You can build this for even less if you do things like cannibalize parts from other PCs, install Linux instead of Windows, and bargain shop properly with Pricewatch.com instead of going to certain eggy online computer stores that are new. (You know…) Should you need help with building your first computer, PC Mechanic has a good online tutorial. It includes the pros and cons of building your own PC and what you should be aware of before starting in on the project.
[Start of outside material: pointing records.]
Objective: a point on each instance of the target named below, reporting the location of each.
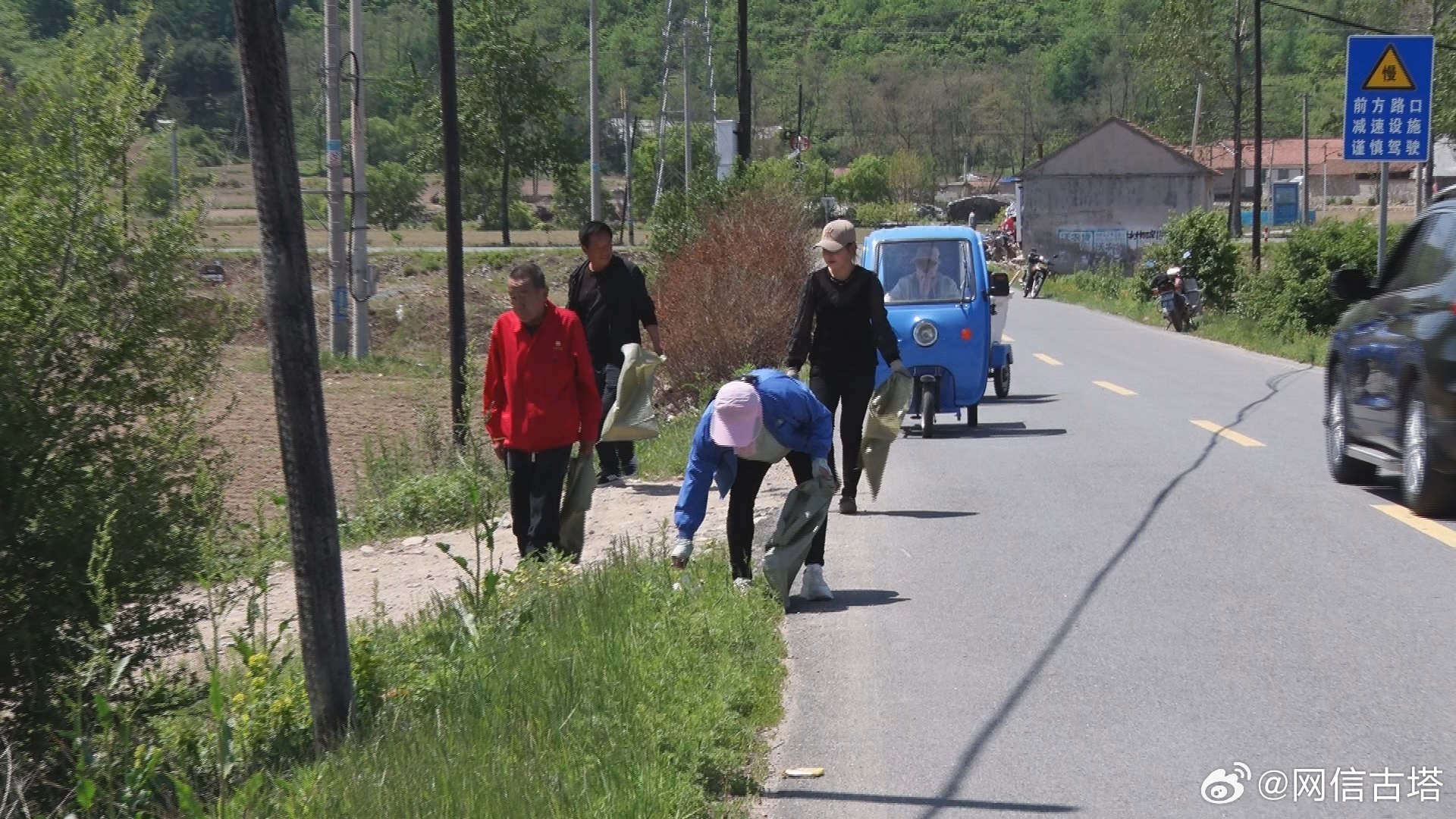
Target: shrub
(728, 297)
(108, 357)
(1293, 290)
(871, 215)
(394, 194)
(1215, 257)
Even without a proper a/b comparison (which would require a Macintel desktop), you can see that by simply building a PC you can definitely get more bang for your buck over Macs (talking strictly hardware here). It might not be as cool-looking as your friend’s Mac, and maybe won’t have stuff out of the box like bluetooth and airport express. But on the other hand, a proper desktop DAW doesn’t usually need all of these little gadgets and tools to do the job it was designed for. Ed: Expect this one may start some controversy, so please chime in on comments. I can see pretty strong arguments for either system. -PK

Which brings us to the second half of this discussion: streamlining/optimizing your DAW. Here are five tips that I’ve found to be very useful for those making music on a WinXP PC (or any platform for that matter):

1. Only install what is necessary for music production and a few basic utilities, nothing more. Programs like games, media-center stuff, instant messaging, file sharing, etc. can put unnecessary strain on your computer. Beyond the chance of spyware/adware clogging up your system, some programs have processes that run in the background at startup and turning them off becomes yet one more chore to do before starting in on music making (not good for productivity). There is also the outside chance of system instability and compatibility issues with your music software when installing extraneous programs.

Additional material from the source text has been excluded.